Hello Digital Festival:
http://www.hellodigital.net/events/baskerville/

Plus Type Festival:
http://www.youplusus.net

Photos by the lovely Matt and Nathan at Smile:

Wednesday, September 17, 2008

Meet my devastating new weaponry.

A 48-colour box of Faber Castell brush pens with raked tiering and flip-top box, fastened by paper button and thread and supplied with free bottle of felt tip magic, which I am pouring all over my new work. They are shown next to my other artillery, the Staedtler Triplus set, three years old and still the blazin' squad.

Monday, September 08, 2008

All's Well That Ends Well.





My first ever paid job after my degree was as a propsmaker for the Royal Shakespeare Company, where I moved to Stratford briefly, stitching, gluing and mackling-together giant books, Capulet party invites and man-sized snakesuits for a season's productions. I grew up with my tongue out over pages in 'The Bloody Book ' - a weighty tome of Shakey's stories adapted for children and illustrated in full blood-soaked colour by Victor Ambrus, installing a lifelong love of Ophelia (whose pose I copied in the bath), Puck, Ariel, and the Witches whose physiognomies I then turned into 3D masks at college, as part of a new campaign for The Shakespeare Birthplace Trust.

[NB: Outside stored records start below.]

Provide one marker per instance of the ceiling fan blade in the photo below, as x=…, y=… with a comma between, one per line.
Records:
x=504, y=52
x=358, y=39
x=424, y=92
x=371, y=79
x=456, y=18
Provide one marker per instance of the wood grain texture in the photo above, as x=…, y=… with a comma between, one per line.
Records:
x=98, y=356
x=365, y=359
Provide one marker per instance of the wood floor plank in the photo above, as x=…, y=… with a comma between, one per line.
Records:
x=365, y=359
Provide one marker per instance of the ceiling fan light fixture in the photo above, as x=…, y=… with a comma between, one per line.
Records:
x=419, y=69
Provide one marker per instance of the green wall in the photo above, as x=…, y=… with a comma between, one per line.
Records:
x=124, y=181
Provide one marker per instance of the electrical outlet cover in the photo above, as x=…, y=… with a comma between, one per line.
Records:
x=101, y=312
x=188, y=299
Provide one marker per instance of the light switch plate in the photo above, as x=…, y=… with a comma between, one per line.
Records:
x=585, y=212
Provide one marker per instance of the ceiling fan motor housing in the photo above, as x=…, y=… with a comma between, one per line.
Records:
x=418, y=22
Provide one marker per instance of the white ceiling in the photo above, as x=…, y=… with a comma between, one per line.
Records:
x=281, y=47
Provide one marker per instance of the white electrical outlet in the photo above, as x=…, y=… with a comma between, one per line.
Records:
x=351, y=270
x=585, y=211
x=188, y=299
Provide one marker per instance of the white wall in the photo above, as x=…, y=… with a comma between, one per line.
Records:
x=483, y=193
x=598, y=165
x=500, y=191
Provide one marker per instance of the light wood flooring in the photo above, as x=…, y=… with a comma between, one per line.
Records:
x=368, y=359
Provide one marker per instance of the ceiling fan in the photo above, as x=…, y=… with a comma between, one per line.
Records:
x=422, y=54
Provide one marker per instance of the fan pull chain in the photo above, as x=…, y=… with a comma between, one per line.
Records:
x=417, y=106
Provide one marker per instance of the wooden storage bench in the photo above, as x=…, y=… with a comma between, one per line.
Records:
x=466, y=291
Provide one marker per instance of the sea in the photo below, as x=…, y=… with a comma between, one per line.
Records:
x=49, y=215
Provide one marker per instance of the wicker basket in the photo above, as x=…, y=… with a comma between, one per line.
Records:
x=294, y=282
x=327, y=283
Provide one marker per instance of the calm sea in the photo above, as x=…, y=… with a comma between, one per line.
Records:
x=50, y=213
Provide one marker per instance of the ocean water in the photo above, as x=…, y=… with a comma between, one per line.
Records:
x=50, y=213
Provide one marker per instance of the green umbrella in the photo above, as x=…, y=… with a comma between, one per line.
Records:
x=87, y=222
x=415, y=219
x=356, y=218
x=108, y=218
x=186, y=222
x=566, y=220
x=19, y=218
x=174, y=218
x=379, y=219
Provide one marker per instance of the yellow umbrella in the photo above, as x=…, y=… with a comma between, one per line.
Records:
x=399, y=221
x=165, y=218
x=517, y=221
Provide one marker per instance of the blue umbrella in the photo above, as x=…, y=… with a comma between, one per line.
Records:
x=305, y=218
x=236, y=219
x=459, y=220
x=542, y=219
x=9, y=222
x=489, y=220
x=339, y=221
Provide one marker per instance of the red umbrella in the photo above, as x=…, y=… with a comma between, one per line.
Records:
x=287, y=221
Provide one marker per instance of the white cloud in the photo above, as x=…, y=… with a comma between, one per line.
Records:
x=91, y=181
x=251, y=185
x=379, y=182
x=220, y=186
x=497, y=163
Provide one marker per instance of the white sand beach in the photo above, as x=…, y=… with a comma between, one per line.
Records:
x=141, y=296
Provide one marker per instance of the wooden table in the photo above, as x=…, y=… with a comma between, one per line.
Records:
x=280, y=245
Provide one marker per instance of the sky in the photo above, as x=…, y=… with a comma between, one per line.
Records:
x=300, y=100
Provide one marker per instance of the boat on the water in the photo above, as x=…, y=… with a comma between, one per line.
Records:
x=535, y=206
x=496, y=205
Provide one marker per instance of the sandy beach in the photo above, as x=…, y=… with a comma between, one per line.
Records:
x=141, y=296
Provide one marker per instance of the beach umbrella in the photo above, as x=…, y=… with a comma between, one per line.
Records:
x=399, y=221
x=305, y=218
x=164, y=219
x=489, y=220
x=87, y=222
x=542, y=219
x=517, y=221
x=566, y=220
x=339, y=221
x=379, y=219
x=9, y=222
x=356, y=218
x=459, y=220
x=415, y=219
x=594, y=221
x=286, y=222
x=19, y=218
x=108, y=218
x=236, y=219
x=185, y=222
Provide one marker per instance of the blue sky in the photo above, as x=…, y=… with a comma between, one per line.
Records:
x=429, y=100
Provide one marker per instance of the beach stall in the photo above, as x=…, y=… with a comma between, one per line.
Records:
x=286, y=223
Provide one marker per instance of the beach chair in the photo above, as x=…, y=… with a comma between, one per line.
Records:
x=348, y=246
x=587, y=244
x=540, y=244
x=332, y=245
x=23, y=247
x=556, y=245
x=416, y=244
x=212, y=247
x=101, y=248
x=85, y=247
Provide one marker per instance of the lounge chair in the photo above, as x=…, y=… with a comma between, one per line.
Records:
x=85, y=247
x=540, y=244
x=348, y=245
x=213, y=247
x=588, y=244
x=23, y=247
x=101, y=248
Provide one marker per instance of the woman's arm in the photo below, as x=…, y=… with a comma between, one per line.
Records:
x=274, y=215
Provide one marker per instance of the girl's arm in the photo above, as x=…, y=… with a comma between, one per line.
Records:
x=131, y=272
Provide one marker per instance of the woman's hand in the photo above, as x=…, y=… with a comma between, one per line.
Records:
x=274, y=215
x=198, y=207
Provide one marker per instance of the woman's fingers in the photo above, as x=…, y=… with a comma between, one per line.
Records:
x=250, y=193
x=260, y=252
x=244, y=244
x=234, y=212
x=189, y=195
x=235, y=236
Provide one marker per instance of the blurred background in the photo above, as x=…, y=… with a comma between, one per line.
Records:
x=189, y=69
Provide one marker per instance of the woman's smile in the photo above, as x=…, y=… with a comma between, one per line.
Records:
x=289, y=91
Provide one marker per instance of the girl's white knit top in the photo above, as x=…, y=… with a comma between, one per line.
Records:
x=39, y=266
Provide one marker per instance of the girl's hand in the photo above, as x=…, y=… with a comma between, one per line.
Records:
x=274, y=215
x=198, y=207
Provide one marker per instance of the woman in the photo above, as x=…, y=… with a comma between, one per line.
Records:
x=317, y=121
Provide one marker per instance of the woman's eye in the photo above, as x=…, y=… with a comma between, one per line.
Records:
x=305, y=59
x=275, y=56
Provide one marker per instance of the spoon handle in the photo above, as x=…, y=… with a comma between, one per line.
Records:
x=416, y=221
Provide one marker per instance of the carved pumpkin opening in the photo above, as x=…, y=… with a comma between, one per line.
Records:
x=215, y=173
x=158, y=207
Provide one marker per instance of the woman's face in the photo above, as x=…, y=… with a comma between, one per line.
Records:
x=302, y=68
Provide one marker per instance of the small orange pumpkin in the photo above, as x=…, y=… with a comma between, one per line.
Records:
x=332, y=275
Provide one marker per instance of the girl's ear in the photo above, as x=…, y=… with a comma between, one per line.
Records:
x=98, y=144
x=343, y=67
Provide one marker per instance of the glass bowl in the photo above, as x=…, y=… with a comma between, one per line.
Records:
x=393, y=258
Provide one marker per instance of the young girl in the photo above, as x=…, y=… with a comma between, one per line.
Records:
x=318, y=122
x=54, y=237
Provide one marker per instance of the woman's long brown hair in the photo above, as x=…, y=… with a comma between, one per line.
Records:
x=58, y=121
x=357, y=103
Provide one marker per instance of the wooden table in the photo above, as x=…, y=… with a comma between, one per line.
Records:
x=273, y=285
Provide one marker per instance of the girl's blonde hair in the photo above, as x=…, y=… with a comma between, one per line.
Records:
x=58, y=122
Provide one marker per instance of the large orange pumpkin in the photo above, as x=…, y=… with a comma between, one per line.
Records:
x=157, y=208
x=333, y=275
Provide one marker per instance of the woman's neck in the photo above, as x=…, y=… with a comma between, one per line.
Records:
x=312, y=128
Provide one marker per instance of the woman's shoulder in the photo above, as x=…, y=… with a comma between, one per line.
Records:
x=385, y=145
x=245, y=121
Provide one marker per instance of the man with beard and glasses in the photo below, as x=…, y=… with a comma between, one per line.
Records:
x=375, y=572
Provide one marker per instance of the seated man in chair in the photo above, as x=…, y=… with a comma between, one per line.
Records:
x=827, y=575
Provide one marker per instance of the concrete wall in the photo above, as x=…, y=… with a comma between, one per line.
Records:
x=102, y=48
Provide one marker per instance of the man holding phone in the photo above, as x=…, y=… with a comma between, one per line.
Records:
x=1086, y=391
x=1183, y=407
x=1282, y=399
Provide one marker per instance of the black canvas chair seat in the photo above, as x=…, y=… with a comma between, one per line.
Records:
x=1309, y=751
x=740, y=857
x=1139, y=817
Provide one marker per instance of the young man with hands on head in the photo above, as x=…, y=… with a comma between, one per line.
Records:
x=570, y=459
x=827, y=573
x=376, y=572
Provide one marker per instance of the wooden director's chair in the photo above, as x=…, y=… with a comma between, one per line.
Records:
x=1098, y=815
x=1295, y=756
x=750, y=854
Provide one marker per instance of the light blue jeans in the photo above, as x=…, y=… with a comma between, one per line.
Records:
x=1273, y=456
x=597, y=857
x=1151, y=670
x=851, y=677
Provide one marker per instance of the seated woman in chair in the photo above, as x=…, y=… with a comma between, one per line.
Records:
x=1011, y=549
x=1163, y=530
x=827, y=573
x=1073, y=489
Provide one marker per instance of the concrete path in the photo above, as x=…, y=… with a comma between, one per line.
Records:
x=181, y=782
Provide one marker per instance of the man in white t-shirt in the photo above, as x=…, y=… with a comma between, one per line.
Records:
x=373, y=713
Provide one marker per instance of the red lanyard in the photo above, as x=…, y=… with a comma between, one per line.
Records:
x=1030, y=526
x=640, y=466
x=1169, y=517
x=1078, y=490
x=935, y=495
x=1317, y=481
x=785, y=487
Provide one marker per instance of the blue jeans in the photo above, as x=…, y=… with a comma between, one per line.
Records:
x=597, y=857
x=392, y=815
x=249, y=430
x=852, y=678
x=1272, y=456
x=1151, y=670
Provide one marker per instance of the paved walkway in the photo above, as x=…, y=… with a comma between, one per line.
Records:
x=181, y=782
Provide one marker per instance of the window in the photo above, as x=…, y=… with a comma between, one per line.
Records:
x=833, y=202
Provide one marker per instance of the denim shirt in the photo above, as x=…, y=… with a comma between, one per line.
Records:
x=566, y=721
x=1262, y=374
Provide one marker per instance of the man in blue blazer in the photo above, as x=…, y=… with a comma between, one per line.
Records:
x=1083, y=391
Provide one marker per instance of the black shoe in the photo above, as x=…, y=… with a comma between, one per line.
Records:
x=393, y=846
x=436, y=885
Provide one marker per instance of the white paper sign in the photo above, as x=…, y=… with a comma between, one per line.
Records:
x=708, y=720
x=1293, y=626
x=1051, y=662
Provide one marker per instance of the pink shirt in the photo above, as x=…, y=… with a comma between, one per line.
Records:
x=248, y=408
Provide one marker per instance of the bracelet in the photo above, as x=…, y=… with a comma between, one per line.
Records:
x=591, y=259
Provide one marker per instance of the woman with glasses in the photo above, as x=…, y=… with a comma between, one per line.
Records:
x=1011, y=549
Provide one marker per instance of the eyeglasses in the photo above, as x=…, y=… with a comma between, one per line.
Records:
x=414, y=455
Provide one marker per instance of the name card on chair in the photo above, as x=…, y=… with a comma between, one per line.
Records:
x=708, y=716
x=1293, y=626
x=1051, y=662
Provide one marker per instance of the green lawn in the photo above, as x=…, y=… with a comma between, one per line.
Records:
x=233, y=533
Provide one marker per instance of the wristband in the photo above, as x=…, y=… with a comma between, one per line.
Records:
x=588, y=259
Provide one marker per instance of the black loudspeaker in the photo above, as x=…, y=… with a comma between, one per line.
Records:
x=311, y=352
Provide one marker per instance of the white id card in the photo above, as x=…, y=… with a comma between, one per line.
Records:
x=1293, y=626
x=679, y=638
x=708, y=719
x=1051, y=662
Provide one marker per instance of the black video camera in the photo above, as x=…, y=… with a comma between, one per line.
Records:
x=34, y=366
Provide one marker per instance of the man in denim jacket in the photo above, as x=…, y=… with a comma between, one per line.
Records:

Wizz forward to 2006, and actually I did do a campaign for the Shakespeare Birthplace Trust, through Palmer Hargreaves Wallis Tomlinson in Leamington. I did tons of illustrations, a map of Stratford, Tamworth pigs, sheep, shovels, ink blots and lots and lots of lettering, to be used on leaflets advertising each of the Trust's 5 properties. You can get a feel for it here.

Whoosh through another couple of years, and I've just come back from Stratford, spending a rain-sodden weekend with siblings in a Holiday Inn next to the alarmingly swollen Avon. As we wandered towards the Birthplace, siblings and I saw a sign with a familiar feel. Hey, you drawed that! shrieks sister. A sign? Wasn't in the usage, but hey, it looks smart - like what they've done with the herbs. Let's go inside. Oh, it's on a guide book too? OK...and look! A bookmark with my work on? A postcard set? Big posters in the Tourist Office!

As we walked around Stratford you couldn't avoid stumbling across some scribble or other by Inkymole, writ large and dangling overhead. The bus tour revealed more and more - I'm sure I spotted my Tamworth pig blown up into a poster somewhere around Anne Hathaway's cottage.

This is extremely pleasing to see (the signs on every house look lovely), and a gentle ambition fulfilled. Watching American tourists pose for family photos underneath signs brought a glow to my cheeks. I wasn't paid for quite such a vast spread of applications of the work - let's say it's more than a little beyond the scope of the original licence - but the Trust are benefitting from every new body through the door and every bookmark sold, and if my pen has helped another oak beam stay put, or added another few years to the life of a precious artefact, I'm happy. Now I am off to lie dead in the bath with pond weed around me.